Those picture is from BHG.com I love the holidays.
There a time to no stress and just you're normal everyday good time.
Not for me.
Or at least not today.
As always I can find any reason to become stressed out. And the reason right now is NAHS. That means National Art Honor Society. I was in that club sophomore and junior year, and I was VP for two months this year. The club died under the leadership of my so called bestfriend. She was a dead beat and didn't do ANYTHING, which put the stress on me. I wasn't president because I can't handle stressful jobs, and it made it worse that we were in the middle the of the largest project of high school. I needed a break, so we tried to tell the sponsor that we couldn't have two meetings a week every week.
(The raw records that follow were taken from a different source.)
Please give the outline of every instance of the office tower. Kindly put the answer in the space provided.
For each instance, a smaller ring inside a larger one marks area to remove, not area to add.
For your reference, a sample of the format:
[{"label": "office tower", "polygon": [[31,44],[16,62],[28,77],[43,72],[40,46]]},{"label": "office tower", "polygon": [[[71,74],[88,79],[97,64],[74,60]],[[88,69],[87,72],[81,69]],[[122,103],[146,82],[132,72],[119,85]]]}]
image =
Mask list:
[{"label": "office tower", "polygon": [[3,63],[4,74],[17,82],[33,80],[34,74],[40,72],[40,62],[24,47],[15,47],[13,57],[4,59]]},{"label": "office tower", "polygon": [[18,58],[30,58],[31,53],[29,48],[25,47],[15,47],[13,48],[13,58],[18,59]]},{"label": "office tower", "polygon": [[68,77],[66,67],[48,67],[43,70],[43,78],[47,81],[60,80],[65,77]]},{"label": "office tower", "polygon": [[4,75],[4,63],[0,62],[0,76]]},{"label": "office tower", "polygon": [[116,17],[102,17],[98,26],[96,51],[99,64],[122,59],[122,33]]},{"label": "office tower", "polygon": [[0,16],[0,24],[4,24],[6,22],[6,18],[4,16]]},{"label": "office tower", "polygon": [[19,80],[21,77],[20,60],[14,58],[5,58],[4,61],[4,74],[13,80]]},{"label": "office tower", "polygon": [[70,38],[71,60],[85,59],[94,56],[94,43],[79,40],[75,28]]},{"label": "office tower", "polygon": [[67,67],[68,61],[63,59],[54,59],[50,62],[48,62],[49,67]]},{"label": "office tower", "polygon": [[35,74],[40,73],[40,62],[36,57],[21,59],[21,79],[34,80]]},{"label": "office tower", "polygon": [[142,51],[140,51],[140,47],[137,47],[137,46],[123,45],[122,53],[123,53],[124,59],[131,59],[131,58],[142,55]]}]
Which meant I didn't care about it, at all. I was unaware that I didn't care about it. Rachel on the other hand is the only person that cared about the club, which she oh so lovingly told me at lunch today. That's so bullshit. I care about NAHS, I caved under the stress and was done putting with getting talked down to by our sponsor. I couldn't handle having that many meetings, and I didn't sign on for taking control of everything. I was overwhelmed and no one tried to help me. They just claimed that I didn't care. Yeah I hated going to the meetings, but I think anyone one would hate that if they knew they were gunna have to make it because the president wasn't going to show up. If it gets fixed and put back together, I'll rejoin, but I'm not going to be an officer. I don't care what any of them say. I want to be a member, because I care, but they obviously don't need my help, so I'd just be there to be a part of it.
I want it to get fixed. I miss it. The past two years were always fun. Painting things and just going good deeds when we could. I really am sad that this year I won't get to paint Christmas toys for kids.